Es war amüsant, sie über ihr eigenes Schicksal selbst bestimmen zu lassen. Ein fragendes Mädchengesicht wurde zum staunenden, das in ein belustigtes überging. Fünf Sekunden des Nachdenkens, dann wirkte sie zerstört.
»Du möchtest ein Verhältnis mit mir anfangen? Ich bin enttäuscht von dir! Baute unsere Beziehung nicht auf einer völlig anderen Ebene auf? Was du sagst, ist nicht richtig. Jetzt wird mir klar, was du die ganze Zeit bezweckt hast. Du musst aus meinem Leben verschwinden. Das ist ja unerträglich, geradezu lächerlich.«
»Lächerlich?«
Sie zuckte zusammen, weil er es zwischen Zähnen herauspresste.
Die Stimmung wurde nicht nur durch dieses eine Wort ruiniert, auch das Motorgeräusch eines Schiffes störte die Romantik der Naturbühne.
»Dann soll es so sein.«
Nun beglückwünschte er sich für die Vorsehung, der Stein wartete hinter dem Rücken. Sie war mit ihren siebzehn Jahren zu jung, wusste wenig über das Leben und die Gefahren. Dabei hätte die Zukunft für sie sorgenfrei und ohne Last werden können. Es war ihre Entscheidung, sich darüber lustig zu machen! Er fand die Wahl auch in Ordnung.

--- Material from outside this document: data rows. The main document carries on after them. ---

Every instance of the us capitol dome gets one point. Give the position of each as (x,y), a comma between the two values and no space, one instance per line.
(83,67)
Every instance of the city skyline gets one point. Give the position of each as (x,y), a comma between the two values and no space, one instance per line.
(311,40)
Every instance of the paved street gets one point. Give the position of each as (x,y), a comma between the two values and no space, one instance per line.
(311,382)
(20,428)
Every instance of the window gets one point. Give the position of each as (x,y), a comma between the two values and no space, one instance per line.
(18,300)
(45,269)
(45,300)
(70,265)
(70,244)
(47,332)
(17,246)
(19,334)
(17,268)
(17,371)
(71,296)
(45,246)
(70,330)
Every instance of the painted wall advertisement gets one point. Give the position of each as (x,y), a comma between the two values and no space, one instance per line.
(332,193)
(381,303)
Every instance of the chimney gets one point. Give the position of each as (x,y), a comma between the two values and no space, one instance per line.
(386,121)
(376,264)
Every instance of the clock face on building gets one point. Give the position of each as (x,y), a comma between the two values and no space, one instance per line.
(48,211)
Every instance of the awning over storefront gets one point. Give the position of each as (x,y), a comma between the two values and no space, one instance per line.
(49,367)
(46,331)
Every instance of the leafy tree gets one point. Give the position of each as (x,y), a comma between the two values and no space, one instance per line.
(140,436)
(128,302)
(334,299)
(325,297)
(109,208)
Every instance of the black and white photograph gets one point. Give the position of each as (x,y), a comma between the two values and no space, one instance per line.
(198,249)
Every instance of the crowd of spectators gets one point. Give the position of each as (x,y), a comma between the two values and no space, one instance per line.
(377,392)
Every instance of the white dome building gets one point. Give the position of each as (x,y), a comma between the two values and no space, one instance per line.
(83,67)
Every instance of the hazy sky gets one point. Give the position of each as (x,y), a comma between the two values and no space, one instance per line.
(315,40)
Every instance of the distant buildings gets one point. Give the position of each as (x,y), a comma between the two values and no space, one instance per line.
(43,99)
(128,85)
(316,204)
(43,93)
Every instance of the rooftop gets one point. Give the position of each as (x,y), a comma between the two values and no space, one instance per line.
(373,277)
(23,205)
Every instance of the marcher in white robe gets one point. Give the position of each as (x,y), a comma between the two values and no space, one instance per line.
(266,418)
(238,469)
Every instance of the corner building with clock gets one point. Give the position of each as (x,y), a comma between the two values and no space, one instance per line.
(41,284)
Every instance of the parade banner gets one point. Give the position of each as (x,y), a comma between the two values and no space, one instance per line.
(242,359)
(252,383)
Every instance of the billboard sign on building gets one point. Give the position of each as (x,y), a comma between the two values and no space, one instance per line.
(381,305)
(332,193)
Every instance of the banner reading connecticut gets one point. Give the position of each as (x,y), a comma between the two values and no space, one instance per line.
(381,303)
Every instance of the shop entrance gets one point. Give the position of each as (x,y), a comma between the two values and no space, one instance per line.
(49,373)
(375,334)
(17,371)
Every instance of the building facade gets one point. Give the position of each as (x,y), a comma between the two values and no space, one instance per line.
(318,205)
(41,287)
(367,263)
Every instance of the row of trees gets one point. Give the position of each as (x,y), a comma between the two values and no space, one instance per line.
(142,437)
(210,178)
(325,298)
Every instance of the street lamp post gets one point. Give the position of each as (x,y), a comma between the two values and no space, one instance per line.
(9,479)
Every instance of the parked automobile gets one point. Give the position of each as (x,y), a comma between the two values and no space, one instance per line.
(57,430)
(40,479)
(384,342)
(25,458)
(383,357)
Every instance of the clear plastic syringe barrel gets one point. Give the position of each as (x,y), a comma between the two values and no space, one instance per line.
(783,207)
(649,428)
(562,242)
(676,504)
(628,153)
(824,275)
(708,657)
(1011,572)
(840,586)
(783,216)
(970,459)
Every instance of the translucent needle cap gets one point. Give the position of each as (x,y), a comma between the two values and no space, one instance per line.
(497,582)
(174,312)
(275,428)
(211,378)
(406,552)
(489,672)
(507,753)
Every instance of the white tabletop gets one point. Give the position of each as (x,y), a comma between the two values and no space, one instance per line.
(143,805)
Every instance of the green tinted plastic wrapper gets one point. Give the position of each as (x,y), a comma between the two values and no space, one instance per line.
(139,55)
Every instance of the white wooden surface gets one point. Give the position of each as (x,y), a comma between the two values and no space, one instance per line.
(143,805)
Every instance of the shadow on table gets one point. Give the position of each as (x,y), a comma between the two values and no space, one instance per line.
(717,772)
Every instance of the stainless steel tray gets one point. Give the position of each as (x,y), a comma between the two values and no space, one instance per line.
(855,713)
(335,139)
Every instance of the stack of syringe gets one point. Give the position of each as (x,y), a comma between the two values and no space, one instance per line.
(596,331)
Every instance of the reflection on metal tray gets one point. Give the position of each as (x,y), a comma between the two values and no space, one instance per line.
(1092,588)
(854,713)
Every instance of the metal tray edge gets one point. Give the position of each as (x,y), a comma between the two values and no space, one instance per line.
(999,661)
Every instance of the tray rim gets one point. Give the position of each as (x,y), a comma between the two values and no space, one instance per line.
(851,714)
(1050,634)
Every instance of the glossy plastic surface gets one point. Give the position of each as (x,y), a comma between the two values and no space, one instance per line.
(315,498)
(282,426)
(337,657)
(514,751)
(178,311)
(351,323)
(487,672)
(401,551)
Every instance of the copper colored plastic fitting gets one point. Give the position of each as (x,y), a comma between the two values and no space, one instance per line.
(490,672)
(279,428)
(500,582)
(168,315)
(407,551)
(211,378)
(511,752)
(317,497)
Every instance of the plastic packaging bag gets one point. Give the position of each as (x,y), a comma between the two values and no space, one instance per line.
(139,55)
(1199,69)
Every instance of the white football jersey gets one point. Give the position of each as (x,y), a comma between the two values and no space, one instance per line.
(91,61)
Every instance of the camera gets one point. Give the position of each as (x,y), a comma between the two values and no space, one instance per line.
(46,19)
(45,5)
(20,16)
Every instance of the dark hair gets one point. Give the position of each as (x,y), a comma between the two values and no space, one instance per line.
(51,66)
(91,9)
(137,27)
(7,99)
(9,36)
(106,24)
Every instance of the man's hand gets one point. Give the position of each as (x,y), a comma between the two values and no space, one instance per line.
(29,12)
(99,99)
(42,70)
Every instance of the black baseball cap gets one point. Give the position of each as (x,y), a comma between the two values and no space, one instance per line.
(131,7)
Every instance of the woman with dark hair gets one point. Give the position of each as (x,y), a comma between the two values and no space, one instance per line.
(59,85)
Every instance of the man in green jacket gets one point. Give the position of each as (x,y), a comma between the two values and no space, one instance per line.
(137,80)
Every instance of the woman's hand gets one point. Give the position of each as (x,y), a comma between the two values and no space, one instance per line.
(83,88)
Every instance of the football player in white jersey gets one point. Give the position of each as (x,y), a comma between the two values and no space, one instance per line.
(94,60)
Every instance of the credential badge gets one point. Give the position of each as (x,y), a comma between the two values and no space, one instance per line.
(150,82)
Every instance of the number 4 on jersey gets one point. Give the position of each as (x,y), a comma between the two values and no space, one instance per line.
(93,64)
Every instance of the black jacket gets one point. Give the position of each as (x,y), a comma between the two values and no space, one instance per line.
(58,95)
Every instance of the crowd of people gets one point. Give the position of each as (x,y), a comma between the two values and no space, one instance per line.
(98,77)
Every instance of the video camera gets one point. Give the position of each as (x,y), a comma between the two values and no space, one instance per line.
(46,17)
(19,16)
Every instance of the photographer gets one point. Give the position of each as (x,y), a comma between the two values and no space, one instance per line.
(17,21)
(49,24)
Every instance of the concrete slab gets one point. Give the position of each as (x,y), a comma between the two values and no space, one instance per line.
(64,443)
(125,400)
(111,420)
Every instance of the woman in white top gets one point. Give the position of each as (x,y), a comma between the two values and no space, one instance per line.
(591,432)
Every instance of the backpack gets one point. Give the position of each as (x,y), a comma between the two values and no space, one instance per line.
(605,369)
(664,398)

Der erste Treffer war keine Meisterleistung. Er sollte vorher üben. Eine Melone kam ihm in den Sinn. Es musste möglich sein, mit ausreichender Kraft durch die Schale zu dringen. Er dagegen hatte lediglich eine aufgeplatzte Stirn mit einem roten Rinnsal erzeugt. Nur ihr überraschter Blick und die ungläubigen Augen entschädigten diesen Dilettantismus. Für die zahlreichen Schläge, die er danach wie ein Berserker auf ihren Kopf niederprasseln ließ, schämt er sich heute noch. Das war keine Kunst, es zeugte von Barbarei.
Doch dann traf es ihn wie ein Blitz, denn das Ergebnis fiel ästhetisch aus. Was im Moos des Flussufers vor ihm lag, war Surrealismus vom Feinsten. Miro hatte mit geplatzten Farbbeuteln gearbeitet, das hatte er mit diesem Bild deutlich übertroffen. Es wurde sein Erwachen. »Ich kann das, bin dazu auserwählt.«
Hinzu kam die zweite Motivation. Berserker hin oder her, wer ihn verschmähte und auslachte, durfte nie wieder einem anderen Mann gehören. Eine verschwindend kurze Spanne lang hatte er sie lenken können, dann hatte sie ihn ausgelacht. Sie war zu jung und einfältig gewesen.
Es war an der Zeit, über ein Folgeprojekt nachzudenken. Das nächste Mädchen müsste reifer sein. Nicht zu alt, zwanzig bis fünfundzwanzig Jahre sollten reichen. Ein Übermaß an Erfahrung könnte schaden und einen gegenteiligen Effekt bewirken. Die bisherige Methode, sich Frauen abhängig zu machen, erschien ihm zu mühsam, die Strategie fehleranfällig.
War die Vorgehensweise des Vaters überlegen? Er erinnerte sich an den Einfluss, den der auf alle Personen im Umfeld ausüben konnte. Durch Reichtum und Beziehungen. Dafür hatten die Menschen ihn abgrundtief und von ganzer Seele gehasst. Das war der falsche Weg. Er wollte geliebt werden. Die Wünsche sollten sie ihm freiwillig und mit Überzeugung erfüllen.